Here I graph the hit angle against the speed of the bat for all of Trout’s balls put in play. There is a new variable “barrel” where MLB indicates by a 1 (otherwise 0) if it is a well-struck ball. We see from the graph that barrel = 1 corresponds approximately to a hit speed of 100 mpg where the hit angle is not too small.
Computation of Statistics
There are also a number of functions for computing various baseball measures. One function I see as being immediately useful is woba_plus()
that computes the wOBA measure given basic counts data. To illustrate, I use the Lahman
package to collect basic season statistics for the 2015 hitters with at least 400 at-bats. Then I use the woba_plus()

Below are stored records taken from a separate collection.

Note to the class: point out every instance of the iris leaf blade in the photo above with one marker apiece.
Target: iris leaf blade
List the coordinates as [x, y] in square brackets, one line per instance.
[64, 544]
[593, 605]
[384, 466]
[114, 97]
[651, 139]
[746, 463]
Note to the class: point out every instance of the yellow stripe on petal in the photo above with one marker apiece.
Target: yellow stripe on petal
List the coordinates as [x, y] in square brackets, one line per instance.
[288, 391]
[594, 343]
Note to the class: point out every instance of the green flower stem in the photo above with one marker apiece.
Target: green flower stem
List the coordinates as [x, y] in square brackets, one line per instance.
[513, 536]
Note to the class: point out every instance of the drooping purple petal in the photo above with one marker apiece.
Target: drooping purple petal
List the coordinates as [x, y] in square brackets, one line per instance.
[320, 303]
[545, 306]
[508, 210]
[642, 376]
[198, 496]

function on the data frame. I output the head of the result — I see the top 6 hitters with respect to the wOBA statistic for the 2015 season.

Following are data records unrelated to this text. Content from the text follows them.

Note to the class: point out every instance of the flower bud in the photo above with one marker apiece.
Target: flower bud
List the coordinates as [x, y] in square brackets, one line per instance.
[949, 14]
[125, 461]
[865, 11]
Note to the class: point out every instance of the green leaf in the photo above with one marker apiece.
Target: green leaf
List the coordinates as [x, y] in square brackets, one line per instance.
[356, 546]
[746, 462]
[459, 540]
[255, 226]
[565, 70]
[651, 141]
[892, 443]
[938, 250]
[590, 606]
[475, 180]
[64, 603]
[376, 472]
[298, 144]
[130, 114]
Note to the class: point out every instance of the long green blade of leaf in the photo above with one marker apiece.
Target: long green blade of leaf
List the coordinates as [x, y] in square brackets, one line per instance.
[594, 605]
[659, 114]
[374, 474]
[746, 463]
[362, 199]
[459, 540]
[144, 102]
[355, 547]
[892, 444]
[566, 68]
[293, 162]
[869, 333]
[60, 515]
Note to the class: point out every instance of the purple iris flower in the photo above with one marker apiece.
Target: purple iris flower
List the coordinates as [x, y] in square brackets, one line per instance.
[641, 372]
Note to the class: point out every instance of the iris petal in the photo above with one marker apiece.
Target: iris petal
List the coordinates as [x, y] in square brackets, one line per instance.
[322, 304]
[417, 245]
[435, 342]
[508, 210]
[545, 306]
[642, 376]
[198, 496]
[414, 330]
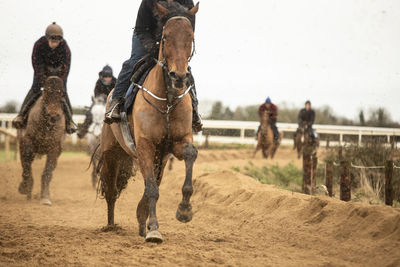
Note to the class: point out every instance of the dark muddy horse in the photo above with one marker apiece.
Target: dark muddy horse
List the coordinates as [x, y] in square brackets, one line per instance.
[43, 135]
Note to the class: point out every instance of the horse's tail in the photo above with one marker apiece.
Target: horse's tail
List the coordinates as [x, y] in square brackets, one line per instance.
[92, 157]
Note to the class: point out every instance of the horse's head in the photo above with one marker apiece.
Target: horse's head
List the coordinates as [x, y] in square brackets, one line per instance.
[176, 42]
[53, 91]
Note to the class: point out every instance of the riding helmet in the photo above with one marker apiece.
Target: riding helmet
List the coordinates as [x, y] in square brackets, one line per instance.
[54, 30]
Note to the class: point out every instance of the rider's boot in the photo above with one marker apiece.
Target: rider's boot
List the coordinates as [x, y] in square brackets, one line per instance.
[83, 128]
[113, 111]
[70, 126]
[197, 126]
[30, 99]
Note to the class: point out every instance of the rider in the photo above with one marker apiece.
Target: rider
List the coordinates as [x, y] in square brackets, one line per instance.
[145, 40]
[50, 51]
[306, 119]
[272, 109]
[104, 85]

library(Lahman) df2015 <- summarize(group_by(filter(Batting, yearID == 2015), playerID), season = first(yearID), AB = sum(AB), uBB = sum(BB), X1B = sum(H - X2B - X3B - HR), X2B = sum(X2B), X3B = sum(X3B), HBP = sum(HBP), SF = sum(SF), HR = sum(HR), SH = sum(SH), SO = sum(SO)) df2015_q <- filter(df2015, AB >= 400) woba <- woba_plus(df2015_q) head(select(woba, playerID, wOBA, wOBA_CON)) # A tibble: 6 × 3 playerID wOBA wOBA_CON <chr> <dbl> <dbl> 1 harpebr03 0.466 0.554 2 vottojo01 0.433 0.485 3 goldspa01 0.429 0.517 4 cabremi01 0.421 0.462 5 troutmi01 0.420 0.519 6 cruzne02 0.400 0.511
Here’s a histogram of the 2015 wOBAs — Mike Trout is the one outlier at the high end.
Other Statistics?
There are other functions for computing other statistics such as the percentage of pitches thrown to different edges of the strike zone, fip metrics, and measures of team consistency. This is a package under development, so I suppose new functions will be added in the future.
Summing Up
On my first look, I think the baseballr
package is a nice addition to what is currently available for baseball work in R. It allows easy scraping of FanGraphs and Baseball Savant data which will facilitate interesting explorations. Also I like that Bill is making his work available and open for inspection by adding these extra computation functions. I encourage other folks to create R packages — the process for building a R package in RStudio is easier with the RStudio interface — it might be worth posting about this in the future.